Hmmm. I detect a pattern here.

In the same spirit as those posts, let me lay out the five reasons why the Windows desktop is not going away.

1. Four million desktop apps need to run somewhere. Back in 2010, at the International CES in Las Vegas, Microsoft CEO Steve Ballmer noted that four million desktop programs run on Windows 7. All of those programs run on Windows 8, too. Backward compatibility is the lifeblood of Windows. The idea that those legacy apps will be orphaned in a single release is ludicrous.

2. Corporate customers and OEMs would mutiny. Corporate customers need to write custom apps that run on Windows. Those apps need to do things that aren’t possible in the highly constrained Windows 8 app model. And those corporate customers with their volume licenses pay billions of dollars in license fees to Microsoft every year for Windows. Say what you want about Steve Ballmer, but don’t try to tell me he’s going to willingly give up one of Microsoft’s most lucrative revenue streams. And if you think that, well, then you probably think Richard Stallman is next in line to be Chief Technical Officer of Microsoft.

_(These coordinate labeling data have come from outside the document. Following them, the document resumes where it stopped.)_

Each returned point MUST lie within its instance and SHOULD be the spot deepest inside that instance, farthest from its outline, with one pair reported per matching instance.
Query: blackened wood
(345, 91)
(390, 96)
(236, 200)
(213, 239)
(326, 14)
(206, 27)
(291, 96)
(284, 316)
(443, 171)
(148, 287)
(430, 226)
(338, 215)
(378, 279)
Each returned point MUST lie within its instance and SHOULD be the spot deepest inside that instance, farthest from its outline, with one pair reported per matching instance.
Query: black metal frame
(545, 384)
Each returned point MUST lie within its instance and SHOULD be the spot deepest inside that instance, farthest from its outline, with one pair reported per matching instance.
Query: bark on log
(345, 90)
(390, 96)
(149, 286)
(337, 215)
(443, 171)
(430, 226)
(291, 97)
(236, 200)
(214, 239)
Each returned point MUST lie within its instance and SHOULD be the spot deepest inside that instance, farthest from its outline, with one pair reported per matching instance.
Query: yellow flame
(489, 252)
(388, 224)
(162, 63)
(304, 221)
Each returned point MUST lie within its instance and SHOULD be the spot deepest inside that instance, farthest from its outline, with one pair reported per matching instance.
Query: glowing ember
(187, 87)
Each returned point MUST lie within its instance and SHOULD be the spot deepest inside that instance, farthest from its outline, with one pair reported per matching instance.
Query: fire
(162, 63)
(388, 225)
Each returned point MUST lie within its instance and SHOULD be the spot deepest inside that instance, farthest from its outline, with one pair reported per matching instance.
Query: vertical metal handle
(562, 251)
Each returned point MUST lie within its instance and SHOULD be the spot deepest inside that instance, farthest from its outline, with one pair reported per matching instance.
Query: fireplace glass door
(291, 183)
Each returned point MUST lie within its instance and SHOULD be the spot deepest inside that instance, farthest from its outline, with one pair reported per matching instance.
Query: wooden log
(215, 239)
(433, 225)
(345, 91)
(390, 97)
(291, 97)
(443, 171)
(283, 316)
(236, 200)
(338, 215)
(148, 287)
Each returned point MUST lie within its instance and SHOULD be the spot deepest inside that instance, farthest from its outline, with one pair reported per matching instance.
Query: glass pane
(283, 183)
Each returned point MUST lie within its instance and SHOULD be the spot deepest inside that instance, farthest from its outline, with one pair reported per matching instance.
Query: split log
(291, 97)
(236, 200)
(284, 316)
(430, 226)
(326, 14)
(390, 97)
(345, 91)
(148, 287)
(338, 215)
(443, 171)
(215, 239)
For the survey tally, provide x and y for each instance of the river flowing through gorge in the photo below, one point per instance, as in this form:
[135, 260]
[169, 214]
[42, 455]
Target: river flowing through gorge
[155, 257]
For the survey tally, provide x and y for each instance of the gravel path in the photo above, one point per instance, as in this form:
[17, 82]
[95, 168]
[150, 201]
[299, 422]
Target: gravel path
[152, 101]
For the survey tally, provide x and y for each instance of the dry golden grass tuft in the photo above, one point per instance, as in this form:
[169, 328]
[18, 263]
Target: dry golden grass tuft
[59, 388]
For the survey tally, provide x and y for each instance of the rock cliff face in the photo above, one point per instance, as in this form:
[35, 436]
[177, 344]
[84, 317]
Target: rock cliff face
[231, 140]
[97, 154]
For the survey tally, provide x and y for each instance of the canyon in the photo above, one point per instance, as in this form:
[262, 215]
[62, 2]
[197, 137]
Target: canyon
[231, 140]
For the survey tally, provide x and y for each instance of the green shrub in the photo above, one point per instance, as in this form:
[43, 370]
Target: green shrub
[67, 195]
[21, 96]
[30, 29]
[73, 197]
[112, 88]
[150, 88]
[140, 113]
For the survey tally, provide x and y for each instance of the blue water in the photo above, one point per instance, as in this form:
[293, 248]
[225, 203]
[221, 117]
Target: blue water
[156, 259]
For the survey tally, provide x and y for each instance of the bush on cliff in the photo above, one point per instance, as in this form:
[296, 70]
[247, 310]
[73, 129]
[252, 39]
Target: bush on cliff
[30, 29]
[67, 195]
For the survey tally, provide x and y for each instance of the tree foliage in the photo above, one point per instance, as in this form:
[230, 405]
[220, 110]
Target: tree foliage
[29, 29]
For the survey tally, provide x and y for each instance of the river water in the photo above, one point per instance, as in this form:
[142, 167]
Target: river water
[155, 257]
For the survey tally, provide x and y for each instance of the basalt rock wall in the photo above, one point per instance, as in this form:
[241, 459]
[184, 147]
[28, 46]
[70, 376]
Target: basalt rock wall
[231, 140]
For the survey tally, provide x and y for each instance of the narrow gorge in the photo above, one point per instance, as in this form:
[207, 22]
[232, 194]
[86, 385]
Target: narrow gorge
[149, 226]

3. Refactoring old-fashioned dialog boxes into a more touch-friendly interface is an evolutionary step. The whole point of Windows 8 is to enable touch as a primary user input mechanism, alongside the mouse and keyboard. That makes it possible for Microsoft’s PC-building OEM partners to build hybrid devices that can smoothly shift from conventional PC to tablet and back again. (I looked at three such devices just a few weeks ago.) In the first release of Windows 8, a limited selection of Control Panel functions were converted to the new modern/Metro UI. Did anyone not expect that the long-term goal was to move more and more of these functions to the modern UI? Yes, that means the old desktop Control Panel is being deprecated, and that Windows users will probably need to drop to the desktop less often in Blue. It doesn’t mean the desktop is vanishing.

4. Removing the desktop would be more trouble than it’s worth. Many hundreds of thousands of words have been written about the complexity of Windows. Windows developers have spent years making the OS simpler, and more modular, with some success. But ripping out the desktop completely is, if not impossible, at least highly unlikely. Maybe in a decade the need for the desktop will vanish. But that day won’t come this year or next.

5. Microsoft already has a “no desktop” option: Windows RT. When Windows 8 shipped last October, Windows RT shipped right alongside it. Microsoft is committed to both platforms. One has the ability to run Windows desktop apps; the other doesn’t. Does anyone really believe that Microsoft would dump the OS that sold 60 million copies in its first two months and put all its chips on the one that has sold perhaps a million or two copies in the same period? If so, I want to play poker with you.

As for the leaked build of Blue, all we have so far is a superficial analysis of some UI changes. We don’t know what’s new in the WinRT APIs. We don’t know what changes have been made to the storage subsystem or the security model or the kernel or any of the other crucial Windows internals. For that news, we’ll have to wait just a few months, for the just-announced Build 2013 conference.

Meanwhile, I’m going to predict that bloggers who’ve been hating on Windows 8 and its radical new interface since the day it was announced are going to be dissatisfied with anything Microsoft does with the next version of Windows.

And now, if you'll excuse me, I'm going back to the beach.